His comment reminded her of the conversation she had overheard between Carl and Donna in the hallway earlier. She wondered again how Jackson would react if it turned out that he was adopted. Would Jackson understand, as she had come to see during her years as a social worker, that Carl was no less his father even if it had been love, rather than biology, that had bestowed that title upon him?
Or maybe she had completely misinterpreted what she’d heard. She’d never been a particularly skilled eavesdropper, had never wanted to be. And even if her guess had been right, that was between Jackson and his parents. Now that Tyler had been diagnosed and was being treated, she couldn’t see how Jackson’s genetic history mattered at the moment.
“You’d probably better head home and try to get some sleep,” she told him, changing the subject. “Tomorrow’s going to be a trying day and it will start early.”
“I thought maybe I’d stay here tonight. I know they only want one parent to stay in
the room all night, but there are recliners in the waiting room.”
“There’s no need for you to do that. You won’t be able to sleep well here, and you’ll want to be rested tomorrow.”

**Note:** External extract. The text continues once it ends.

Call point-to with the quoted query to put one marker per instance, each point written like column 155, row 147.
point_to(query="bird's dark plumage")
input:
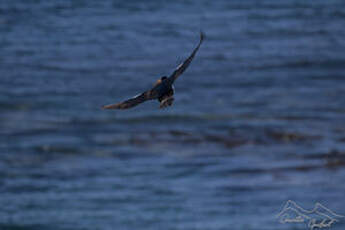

“What makes you think I’ll sleep any better at home?” He turned his head to look at the child on the bed. “I can’t imagine sleeping a wink tonight.”
“Still—”
“Laurel.” He frowned, his voice losing the gentle tone with which he had awakened her. “The decision is mine to make.”
She locked her hands in her lap. “Of course.”
For just a moment the invisible wall between them had lowered. Now it was back. She couldn’t for the life of her decide which of them kept rebuilding it—though she suspected it was a joint project.
He covered her hands with one of his, his work-toughened palm pleasantly rough against her softer skin. “Don’t close me out of this, Laurel. He’s my son. We’re a family. We need to be together in this.”
After a moment, she turned her hand so that their fingers linked. “I’m not trying to close you out. If it makes you feel better, you should stay. I simply wanted you to get some rest, for your sake.”